From a Storyteller’s Perspective

Thet Oo Maung, a storyteller of Voice to Vision and political threat survivor from Myanmar, says, “The whole world is abstract. When we are born, we understand nothing and enjoy everything.” That is, until we attach meaning to what we see. Maung came to Voice to Vision in an effort to share his story and, along the way, discovered new meanings and symbols to represent his memories. Through collaboration, he and the other survivors and witnesses help each other express their stories in ways they never would have created alone. 

What Now?

When COVID-19 disrupted the world, it also disrupted Voice to Vision. With over 90 complete projects representing cultures from four continents since its creation in 2002, the program was forced to shut down. However, thanks to The Hub, Voice to Vision was revived. “We fit right in with what The Hub is doing. They have the same philosophies we do,” Feinberg states. With an open community engagement center of similar values like The Hub as their base, Voice to Vision is able to continue their expressive work and help survivors and witnesses share their stories to uncover their “unexpected significance.” 

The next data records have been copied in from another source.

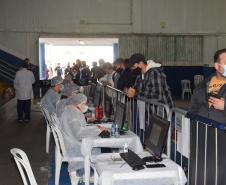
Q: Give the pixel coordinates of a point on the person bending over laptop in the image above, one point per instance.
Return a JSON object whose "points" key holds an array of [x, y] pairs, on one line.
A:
{"points": [[73, 129]]}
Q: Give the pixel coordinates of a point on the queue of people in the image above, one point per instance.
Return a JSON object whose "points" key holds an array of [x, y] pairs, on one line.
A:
{"points": [[135, 76]]}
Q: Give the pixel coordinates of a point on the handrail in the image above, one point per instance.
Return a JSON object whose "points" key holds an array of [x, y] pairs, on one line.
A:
{"points": [[6, 77], [7, 68], [8, 64], [6, 72], [207, 121]]}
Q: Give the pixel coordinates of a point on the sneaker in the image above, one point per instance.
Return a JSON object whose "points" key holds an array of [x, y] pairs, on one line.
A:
{"points": [[74, 178]]}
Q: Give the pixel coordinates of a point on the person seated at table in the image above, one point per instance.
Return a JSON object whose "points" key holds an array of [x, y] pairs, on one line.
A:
{"points": [[70, 90], [110, 76], [52, 96], [73, 128]]}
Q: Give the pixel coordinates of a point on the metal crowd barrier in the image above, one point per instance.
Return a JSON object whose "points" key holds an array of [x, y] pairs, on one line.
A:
{"points": [[208, 148], [197, 142], [179, 142]]}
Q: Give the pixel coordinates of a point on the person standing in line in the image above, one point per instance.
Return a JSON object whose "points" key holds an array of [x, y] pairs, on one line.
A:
{"points": [[24, 93], [58, 69]]}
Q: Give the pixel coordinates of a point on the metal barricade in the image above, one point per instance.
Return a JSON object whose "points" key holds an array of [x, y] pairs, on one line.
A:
{"points": [[207, 151], [180, 140]]}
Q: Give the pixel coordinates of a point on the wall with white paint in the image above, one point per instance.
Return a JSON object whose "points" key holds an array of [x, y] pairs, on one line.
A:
{"points": [[23, 22]]}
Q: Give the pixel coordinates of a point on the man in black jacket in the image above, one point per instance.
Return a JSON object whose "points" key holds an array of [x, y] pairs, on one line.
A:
{"points": [[151, 81], [124, 73], [212, 108]]}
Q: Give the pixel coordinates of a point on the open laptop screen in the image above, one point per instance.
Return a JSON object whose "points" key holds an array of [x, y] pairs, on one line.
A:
{"points": [[155, 139], [108, 106], [120, 113], [97, 98]]}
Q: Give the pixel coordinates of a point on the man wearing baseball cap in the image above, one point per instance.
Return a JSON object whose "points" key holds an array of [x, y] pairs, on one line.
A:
{"points": [[52, 96], [151, 81]]}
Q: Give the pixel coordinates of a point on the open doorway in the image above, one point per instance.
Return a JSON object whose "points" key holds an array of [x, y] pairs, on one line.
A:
{"points": [[64, 52]]}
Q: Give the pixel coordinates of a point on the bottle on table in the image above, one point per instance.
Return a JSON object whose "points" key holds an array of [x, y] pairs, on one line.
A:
{"points": [[96, 112], [117, 134], [100, 112], [126, 126], [112, 129], [81, 90], [125, 148]]}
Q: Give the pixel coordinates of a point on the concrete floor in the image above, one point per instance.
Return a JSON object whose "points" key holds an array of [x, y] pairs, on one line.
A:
{"points": [[30, 137]]}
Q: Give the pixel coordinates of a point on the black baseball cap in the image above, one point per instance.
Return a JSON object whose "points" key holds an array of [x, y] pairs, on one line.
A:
{"points": [[136, 58]]}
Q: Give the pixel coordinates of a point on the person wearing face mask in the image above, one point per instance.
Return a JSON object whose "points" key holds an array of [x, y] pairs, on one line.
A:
{"points": [[124, 75], [150, 82], [210, 106], [85, 71], [110, 76], [73, 128], [53, 94]]}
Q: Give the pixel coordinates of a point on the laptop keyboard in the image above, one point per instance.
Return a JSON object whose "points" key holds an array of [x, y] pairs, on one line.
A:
{"points": [[132, 159]]}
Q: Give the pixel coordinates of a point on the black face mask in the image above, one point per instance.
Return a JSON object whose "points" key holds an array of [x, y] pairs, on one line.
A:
{"points": [[119, 70], [137, 71]]}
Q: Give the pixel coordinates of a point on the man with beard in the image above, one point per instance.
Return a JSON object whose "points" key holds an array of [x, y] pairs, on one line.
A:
{"points": [[125, 75], [150, 82], [212, 106]]}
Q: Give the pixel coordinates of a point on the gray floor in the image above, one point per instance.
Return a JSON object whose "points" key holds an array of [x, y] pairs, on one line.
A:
{"points": [[30, 137]]}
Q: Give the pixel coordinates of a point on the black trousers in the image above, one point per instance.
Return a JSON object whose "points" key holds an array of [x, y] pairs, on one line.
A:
{"points": [[24, 106]]}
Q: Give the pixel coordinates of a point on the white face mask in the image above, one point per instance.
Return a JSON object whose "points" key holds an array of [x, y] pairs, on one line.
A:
{"points": [[223, 73], [85, 109]]}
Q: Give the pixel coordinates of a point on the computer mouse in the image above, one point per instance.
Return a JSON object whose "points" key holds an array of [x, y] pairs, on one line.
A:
{"points": [[139, 167]]}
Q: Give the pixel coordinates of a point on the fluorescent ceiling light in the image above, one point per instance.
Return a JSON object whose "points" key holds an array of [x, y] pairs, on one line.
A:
{"points": [[81, 42]]}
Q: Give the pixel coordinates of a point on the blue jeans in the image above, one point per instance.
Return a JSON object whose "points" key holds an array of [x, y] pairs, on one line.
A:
{"points": [[24, 106]]}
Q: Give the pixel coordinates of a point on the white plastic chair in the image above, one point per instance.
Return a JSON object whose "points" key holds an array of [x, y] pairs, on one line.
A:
{"points": [[23, 164], [60, 150], [198, 79], [48, 130], [186, 88]]}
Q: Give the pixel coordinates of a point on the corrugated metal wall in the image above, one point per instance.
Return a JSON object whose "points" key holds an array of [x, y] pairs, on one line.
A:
{"points": [[170, 50]]}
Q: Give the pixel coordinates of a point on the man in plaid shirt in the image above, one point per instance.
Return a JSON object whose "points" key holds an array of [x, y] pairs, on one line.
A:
{"points": [[151, 81]]}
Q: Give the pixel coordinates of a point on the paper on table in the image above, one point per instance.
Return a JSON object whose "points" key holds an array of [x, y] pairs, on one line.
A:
{"points": [[104, 158]]}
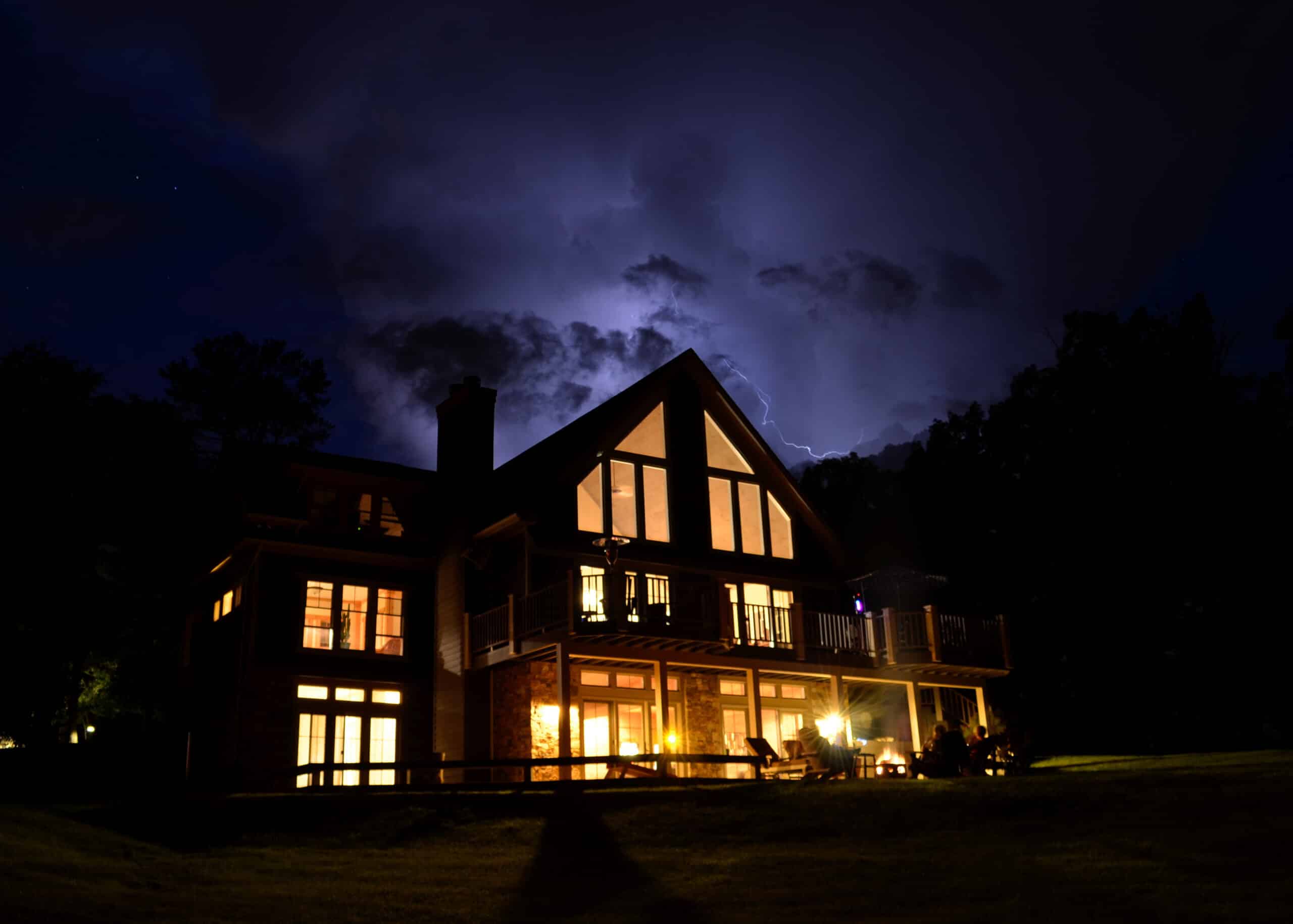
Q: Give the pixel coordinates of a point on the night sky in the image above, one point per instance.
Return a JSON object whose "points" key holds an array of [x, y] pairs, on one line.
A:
{"points": [[876, 215]]}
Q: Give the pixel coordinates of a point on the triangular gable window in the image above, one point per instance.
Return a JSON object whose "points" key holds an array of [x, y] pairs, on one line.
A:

As for the future, Feinberg hopes to cast a greater spotlight on the program. In collaboration with the Center of Holocaust and Genocide Studies, the storytellers can share their art through exhibitions. More people will see the stories that exist in the world and discover what kind of truths can appear when expectations are surrendered. 

In the two decades of Voice to Vision’s existence, over 200 storytellers have been able to discover and share their stories with the world, with more to come. “Voice to Vision is an idea,” says Feinberg. His hope is that it will continue long after him, as there will still be stories to tell and people to tell them. 

Just as we don’t expect to find meaning in abstract art, we can never expect what significance someone’s story could have. The only way to find out is to let the unexpected happen. At Voice to Vision, the unexpected not only happens, but thrives. 

Learn more about Voice to Vision by viewing their art library.

The Liberal Arts Engagement Hub

Voice to Vision is one of five Hub Residencies for the 2022-2023 academic year. The Liberal Arts Engagement Hub seeks to facilitate reciprocal and trusting partnerships between humanistic scholars in the arts, humanities, and social sciences and the community to respond to important social challenges. 

Amanda Steepleton, program manager of The Hub, says, “I've been drawn to [Voice to Vision’s] process and the way they are so radically welcoming of everyone...I also think 'the unexpected significance' is a great metaphor for The Hub, especially as we're starting out. It's a reminder to trust the process and the people involved and remain open to what's possible. Because when we do that, we can land someplace far more powerful than anything we'd planned.”

Hub Residency partners in this project include David Feinberg, director of Voice to Vision, and the Center for Holocaust and Genocide Studies.